“Hundreds of thousands” of WordPress websites have reportedly been infected recently by a malware that continues to spread to even more sites. The malicious software goes by the name of SoakSoak and is currently causing quite a ruckus on the internet. The websites infected by the malware are being blacklisted by Google due to their tendency of infecting the machines of users who visit them. As of Sunday, more than 11,000 domains have already been blacklisted by the search giant, but that number is now at well over 100.000. If you try to access one of the infected WordPress websites, you will most likely receive a warning from your browser that advises you to turn back, and you should definitely to that if you don’t want malware on your device.

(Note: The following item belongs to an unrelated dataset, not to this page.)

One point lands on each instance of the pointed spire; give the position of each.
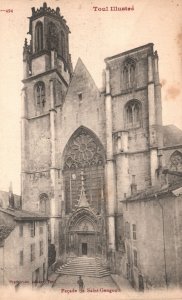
(83, 202)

As for why this happened now and why it’s only affecting WordPress sites, security firm Sucuri says that it’s all because of a third-party plugin called Revolution Slider, or RevSlider. The firm says that it discovered a serious vulnerability with the plugin several months ago which was never fixed by ThemePunch, the plugin’s developer. ThemePunch admits that it was aware of the vulnerability since February and quickly proceeded to update the plugin with a fix. However, the company did not make an official announcement giving more details about the matter fearing that “an instant public announcement would spark a mass exploitation of the issue.” Therefore, most WordPress webmasters never updated the plugin because they didn’t know about the problem.
To make matters even worse, many didn’t even know about RevSlider before these attacks as this a premium plugin that more often than not gets bundled into themes. “Some website owners don’t even know they have it as it’s been packaged and bundled into their themes,” Sucuri wrote. “We’re currently remediating thousands of sites and when engaging with our clients many had no idea the plugin was even within their environment.” The only way to stop these attacks for now seems to be to simply use a good Firewall. At the time of this writing, WordPress did not make any comments regarding these attacks.